That’s particularly so in the German community of Roberts Cove in Acadia Parish, and particularly so at the feast of St. Nicholas, Dec. 6.
Roberts Cove historian Reinhart Kondert (A History of the Germans of Roberts Cove, 1880-2007, Center for Louisiana Studies, 2008), notes, for example, that St. Leo the Great Church is “the most important unifying force” in the community and that it “acts as a magnet” to regularly bring together current parishioners and “all the dispersed descendants of the original settlers.”
That, Kondert says, is because religious ceremonies are one of the important ways that “specific aspects of the German culture are perpetuated.” Local customs associated with births and marriages and deaths reflect Roberts Cove’s German connections, he says, but the most popular of the religious holidays is the St. Nicholas Day celebration.
German immigrants brought St. Nicholas traditions to Louisiana in the 1880s. For many years, the fête was a raucous event more like Mardi Gras than Christmas, but since the 1950s it has become a much gentler and a much loved tradition.
The celebration actually begins late in the afternoon of Dec. 5, St. Nicholas Eve, when the pastor and members of the choir gather at the church. One of the choir members is dressed in bishop’s robes and represents St. Nicholas, who was Bishop of Myra in what is now a part of Turkey beginning in the year 305.
St, Nicholas is traditionally accompanied by his helper Schwarze Peter (Black Peter) and, in recent times by Santa Claus.
The addition of the jolly old elf is not surprising, according to anthropologist Rocky Sexton, who did a study of the holiday some years ago, when you consider that “the St. Nicholas celebration began to be celebrated in Louisiana at a time when the character Santa Claus ...  was becoming a popular culture icon in American society.”
St.
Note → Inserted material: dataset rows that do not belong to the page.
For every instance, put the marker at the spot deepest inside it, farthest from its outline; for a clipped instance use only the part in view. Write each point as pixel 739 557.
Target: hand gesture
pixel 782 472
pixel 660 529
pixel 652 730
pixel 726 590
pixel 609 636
Nicholas and his entourage go from house to house during the evening distributing candy to good children. As Kondert describes it, “St. Nicholas’s arrival is heralded ... by the ringing of bells and the singing of carols in both English and German. The singing continues as the bishop walks among the children asking them whether they have been good.”
Children who say “yes” get candy from St. Nicholas; should any say “no,” they would get sticks from Black Peter. But that happens so rarely that Black Peter doesn’t even carry sticks anymore.
According to Sexton’s study, the celebration “represents a meaningful synthesis of old, new, and modified elements,” which offer a “balance between stability and change, between the enduring and the novel” and has resulted in “a uniquely Louisiana German custom.”
Happily, Kondert notes, “The celebration of St. Nicholas’ Day is so popular that it appears in little danger of dying out.”